ある程度の成長の目処が立ったのでのんびり2層の世界を見ながら皆とのんびり成長しようかと思う。
なのでメインパーティはハクちゃんクロちゃん、イサちゃんとネマちゃん、今回のメインであるカルちゃん。
私の場合自分のレベルは上がらないがその経験値が黒巫女と召喚士に分配されるようだ。
ほっとしたのは言うまでも無い。
そして今回来たのは景色が良い所だ。
崖になっておりここまで来るのしそこそこ歩いた。
その際にモンスターと会ったがカルちゃんに1度攻撃をさせてハクちゃんのバフとクロちゃんのデバフを使ってネマちゃんの火力と私の妖術で倒す方法を取った。
その結果防御よりも攻撃を優先させたのでイサちゃんの経験値がなかなか貯まらない事に陥った。

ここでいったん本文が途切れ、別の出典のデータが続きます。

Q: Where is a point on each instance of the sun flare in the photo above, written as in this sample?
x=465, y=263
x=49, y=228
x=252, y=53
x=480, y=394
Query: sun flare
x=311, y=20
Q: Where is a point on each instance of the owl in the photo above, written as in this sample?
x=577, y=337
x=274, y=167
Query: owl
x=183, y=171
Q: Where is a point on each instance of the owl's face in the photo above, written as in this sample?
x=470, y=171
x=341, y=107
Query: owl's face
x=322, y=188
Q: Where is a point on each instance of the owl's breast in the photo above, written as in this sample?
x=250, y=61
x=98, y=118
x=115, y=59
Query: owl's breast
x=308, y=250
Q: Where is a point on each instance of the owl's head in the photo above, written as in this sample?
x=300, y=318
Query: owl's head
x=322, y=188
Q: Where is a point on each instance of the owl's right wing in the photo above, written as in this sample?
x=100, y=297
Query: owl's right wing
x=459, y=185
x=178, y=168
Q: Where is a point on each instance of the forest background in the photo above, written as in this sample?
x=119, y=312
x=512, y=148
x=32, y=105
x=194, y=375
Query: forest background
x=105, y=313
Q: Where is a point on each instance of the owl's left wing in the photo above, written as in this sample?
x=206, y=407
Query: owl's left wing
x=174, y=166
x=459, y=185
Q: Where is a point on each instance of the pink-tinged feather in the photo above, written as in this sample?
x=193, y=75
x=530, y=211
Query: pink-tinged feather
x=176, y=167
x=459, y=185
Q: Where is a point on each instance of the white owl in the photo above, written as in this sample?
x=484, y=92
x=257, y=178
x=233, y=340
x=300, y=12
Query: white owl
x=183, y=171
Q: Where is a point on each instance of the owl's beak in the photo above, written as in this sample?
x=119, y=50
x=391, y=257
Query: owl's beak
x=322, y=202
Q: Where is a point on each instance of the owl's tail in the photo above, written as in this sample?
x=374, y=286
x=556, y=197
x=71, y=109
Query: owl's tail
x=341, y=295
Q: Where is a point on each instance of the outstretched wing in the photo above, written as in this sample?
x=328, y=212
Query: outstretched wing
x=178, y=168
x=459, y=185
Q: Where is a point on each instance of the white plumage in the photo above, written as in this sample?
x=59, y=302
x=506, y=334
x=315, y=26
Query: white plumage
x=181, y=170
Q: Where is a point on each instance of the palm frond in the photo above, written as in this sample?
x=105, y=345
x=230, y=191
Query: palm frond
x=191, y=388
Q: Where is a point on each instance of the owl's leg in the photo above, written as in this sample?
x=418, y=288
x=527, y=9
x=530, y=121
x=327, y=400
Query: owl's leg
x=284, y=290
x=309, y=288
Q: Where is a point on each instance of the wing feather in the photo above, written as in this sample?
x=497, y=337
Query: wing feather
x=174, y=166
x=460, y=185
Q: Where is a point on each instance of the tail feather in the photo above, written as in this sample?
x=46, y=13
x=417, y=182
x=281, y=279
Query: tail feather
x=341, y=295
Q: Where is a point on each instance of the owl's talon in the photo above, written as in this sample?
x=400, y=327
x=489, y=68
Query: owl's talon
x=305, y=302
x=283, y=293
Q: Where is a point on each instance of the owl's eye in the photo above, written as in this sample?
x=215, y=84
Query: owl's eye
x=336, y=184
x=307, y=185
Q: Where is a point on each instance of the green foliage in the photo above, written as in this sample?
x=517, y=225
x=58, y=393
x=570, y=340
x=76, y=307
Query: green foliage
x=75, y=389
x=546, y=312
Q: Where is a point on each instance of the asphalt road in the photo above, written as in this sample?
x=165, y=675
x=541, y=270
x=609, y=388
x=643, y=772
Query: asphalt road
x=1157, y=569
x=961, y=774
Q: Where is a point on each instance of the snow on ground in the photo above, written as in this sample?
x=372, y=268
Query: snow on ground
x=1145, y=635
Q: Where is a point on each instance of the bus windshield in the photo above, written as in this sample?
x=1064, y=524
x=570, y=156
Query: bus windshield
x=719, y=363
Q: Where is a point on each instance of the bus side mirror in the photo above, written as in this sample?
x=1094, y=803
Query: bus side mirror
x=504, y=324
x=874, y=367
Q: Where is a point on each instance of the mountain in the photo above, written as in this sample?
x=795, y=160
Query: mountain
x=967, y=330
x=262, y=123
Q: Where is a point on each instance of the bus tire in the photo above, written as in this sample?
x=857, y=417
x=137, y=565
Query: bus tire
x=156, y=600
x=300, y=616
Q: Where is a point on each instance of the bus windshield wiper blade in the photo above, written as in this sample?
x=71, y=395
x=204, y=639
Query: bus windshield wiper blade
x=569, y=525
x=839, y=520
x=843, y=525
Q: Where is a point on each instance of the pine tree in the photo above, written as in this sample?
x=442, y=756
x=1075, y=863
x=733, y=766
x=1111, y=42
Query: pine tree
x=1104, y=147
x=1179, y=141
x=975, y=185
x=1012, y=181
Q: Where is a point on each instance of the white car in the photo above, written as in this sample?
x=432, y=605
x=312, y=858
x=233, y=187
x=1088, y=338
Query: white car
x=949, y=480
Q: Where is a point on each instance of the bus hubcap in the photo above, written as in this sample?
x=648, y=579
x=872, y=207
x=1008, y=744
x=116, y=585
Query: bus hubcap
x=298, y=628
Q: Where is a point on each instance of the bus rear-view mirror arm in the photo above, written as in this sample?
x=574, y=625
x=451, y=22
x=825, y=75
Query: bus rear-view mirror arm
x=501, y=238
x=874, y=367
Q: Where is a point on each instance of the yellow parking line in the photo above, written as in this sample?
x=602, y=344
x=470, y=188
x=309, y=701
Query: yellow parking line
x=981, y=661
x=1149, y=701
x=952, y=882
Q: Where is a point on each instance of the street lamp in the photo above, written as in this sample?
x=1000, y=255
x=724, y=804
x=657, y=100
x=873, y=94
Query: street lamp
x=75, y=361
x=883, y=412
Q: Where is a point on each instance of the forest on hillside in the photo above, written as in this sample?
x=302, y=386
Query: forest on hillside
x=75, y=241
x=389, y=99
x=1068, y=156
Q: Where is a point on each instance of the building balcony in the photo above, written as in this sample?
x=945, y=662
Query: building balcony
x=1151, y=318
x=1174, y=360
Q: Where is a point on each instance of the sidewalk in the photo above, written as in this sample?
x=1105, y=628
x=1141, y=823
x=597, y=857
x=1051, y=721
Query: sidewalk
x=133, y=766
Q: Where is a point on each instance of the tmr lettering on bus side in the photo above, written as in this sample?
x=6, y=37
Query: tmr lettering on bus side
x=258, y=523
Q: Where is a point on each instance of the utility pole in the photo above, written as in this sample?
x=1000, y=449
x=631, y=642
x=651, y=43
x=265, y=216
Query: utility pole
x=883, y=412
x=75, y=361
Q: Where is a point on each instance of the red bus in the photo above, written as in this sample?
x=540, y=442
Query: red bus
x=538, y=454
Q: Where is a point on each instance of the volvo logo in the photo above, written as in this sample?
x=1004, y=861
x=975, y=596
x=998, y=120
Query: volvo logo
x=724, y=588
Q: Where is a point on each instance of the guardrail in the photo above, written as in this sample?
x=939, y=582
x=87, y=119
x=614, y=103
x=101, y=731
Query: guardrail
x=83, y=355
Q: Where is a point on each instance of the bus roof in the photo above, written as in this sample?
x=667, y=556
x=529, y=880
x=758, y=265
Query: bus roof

イサちゃんと相談して最初に【挑発】を使って貰う事にした。
「風が心地いね〜」
崖から見える夕日もなかなかにマッチしている。
リアルでは午後の8時くらいだろうか?既に晩御飯も食べているし夜限定のモンスターも居るようなので色々と探してみよう。
「告知?」
運営からのメッセージメールが来て、皆で読む事にした。
「なになにイベント案内PVを明日の午前10時に公開⋯⋯か」
これは家は荒れるな。前回と違ってプレイヤー全体に配布されるようだ。
イベント参加の為にもレベルは出来るだけ上げておこう!
なかなかに私も
さて、国の外だと普通に地図が使えて迷う事は無いので崖の下に行こうと思う。
崖の下を見ると何も無いのだが桃ちゃんや柑ちゃんの昔の話でこう言う場面はアンデット系のモンスターが多いとの事。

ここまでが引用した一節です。